Saturday we went for cupcakes with friends (no migraine after that), but I just couldn’t stop eating wheat after that.
Wheat/Gluten and Dairy-Free Attempt #2
I re-eliminated wheat and dairy on May 25. I felt awesome — low pain, lots of energy and a clear mind — until June 11. I have no record of how I felt those days, so I can’t be sure how accurate my memory is. I did accomplish a lot and Hart noticed a substantial improvement.
Then my brain returned to its usual self. Even though I still wasn’t eating wheat or dairy, I had three weeks of as much pain, fatigue, nausea and foggy-headedness as before. I did really push myself during the good two weeks.
On June 29, I discovered that 10 pounds melted off me in four weeks (not a desired effect). I looked haggard and was exhausted. Having just read the virtues of milk, I bought pasteurized, unhomogenized whole milk from pastured cows that afternoon.
By July 1, I felt great. Wheat slipped back in on July 3. Still, I felt good until the until the 8th, when the migraines came back with a vengeance.
Gluten-Free Attempt #3
Still eating dairy, I cut wheat again on July 9. I’ve felt pretty awful for the last week. Whether this is related to heat, diet or something else is up for debate. After a doozy of a migraine on Sunday, my pain has been low yesterday and today, but the exhaustion and sluggish mind are full force.
Who knows what this all means. Some people will read this post and think that wheat is a clear culprit. Others will think just the opposite. It is fuzzy enough for me to keep trying. I do wonder about what Laurie brings up:
What if part of the reason people who do not have celiac disease but feel better when they go GF has less to do with their physiological sensitivity to gluten and more to do with the fact that the GF diet is, on the whole, a lot healthier?

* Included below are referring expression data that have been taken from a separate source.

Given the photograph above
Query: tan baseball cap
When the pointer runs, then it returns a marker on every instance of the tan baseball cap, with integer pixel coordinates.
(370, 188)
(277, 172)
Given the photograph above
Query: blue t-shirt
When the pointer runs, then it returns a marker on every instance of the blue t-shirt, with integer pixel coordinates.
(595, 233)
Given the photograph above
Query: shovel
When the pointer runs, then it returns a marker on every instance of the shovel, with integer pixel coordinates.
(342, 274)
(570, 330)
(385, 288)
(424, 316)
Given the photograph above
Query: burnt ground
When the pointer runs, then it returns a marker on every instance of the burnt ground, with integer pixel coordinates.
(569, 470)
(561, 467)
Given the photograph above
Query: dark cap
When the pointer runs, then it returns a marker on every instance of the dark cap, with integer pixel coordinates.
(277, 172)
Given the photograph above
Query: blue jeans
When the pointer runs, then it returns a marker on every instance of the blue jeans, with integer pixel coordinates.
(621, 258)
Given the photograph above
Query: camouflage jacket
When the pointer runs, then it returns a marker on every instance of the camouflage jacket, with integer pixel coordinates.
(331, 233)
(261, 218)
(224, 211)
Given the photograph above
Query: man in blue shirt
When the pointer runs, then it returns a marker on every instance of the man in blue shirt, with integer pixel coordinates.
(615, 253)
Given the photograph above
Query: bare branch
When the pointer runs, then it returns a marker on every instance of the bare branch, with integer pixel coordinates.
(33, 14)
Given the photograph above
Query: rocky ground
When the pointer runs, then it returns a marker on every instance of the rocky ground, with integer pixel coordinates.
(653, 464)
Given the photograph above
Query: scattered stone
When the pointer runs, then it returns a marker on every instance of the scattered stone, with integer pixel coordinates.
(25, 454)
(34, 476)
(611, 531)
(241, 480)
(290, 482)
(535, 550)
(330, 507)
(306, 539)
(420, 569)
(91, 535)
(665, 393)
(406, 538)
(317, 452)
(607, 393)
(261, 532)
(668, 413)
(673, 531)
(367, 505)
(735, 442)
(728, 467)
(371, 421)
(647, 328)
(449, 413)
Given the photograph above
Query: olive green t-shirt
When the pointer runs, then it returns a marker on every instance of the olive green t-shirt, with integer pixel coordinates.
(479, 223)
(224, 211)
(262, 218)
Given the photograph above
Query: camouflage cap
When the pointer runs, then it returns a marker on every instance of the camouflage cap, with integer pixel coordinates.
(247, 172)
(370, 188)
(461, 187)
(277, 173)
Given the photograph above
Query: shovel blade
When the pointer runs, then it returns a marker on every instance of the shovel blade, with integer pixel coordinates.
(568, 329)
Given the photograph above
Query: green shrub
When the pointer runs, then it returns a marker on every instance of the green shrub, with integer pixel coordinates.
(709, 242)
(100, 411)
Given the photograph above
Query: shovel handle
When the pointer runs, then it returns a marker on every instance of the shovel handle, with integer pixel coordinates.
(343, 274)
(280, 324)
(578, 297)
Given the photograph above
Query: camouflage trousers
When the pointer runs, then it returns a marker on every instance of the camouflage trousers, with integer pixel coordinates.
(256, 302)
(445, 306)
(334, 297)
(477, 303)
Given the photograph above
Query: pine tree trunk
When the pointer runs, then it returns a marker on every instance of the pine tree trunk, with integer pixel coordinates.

My diet is still pretty healthy when I have eaten wheat and dairy again. I haven’t gone overboard when I have eaten wheat. A cookie here, a slice of french bread there. Besides, having found some awesome cornflakes and corn chips, I can eat plenty of junk even without gluten.
What’s next for me? I’m back to being gluten-free but still enjoying dairy. I’m toying with an anti-inflammation diet (that’s another post. . .), which doesn’t include wheat, so I’ll keep going without it. I’m officially in the wait-and-see stage.
Gluten and dairy are oft vilified. What are your thoughts? Have you tried going without one or both?
I used wheat and gluten interchangeably even though they aren’t the same thing. I avoid non-wheat gluten sources without a problem. I haven’t been able to resist the seductive call of wheat. I do come from a family of wheat farmers.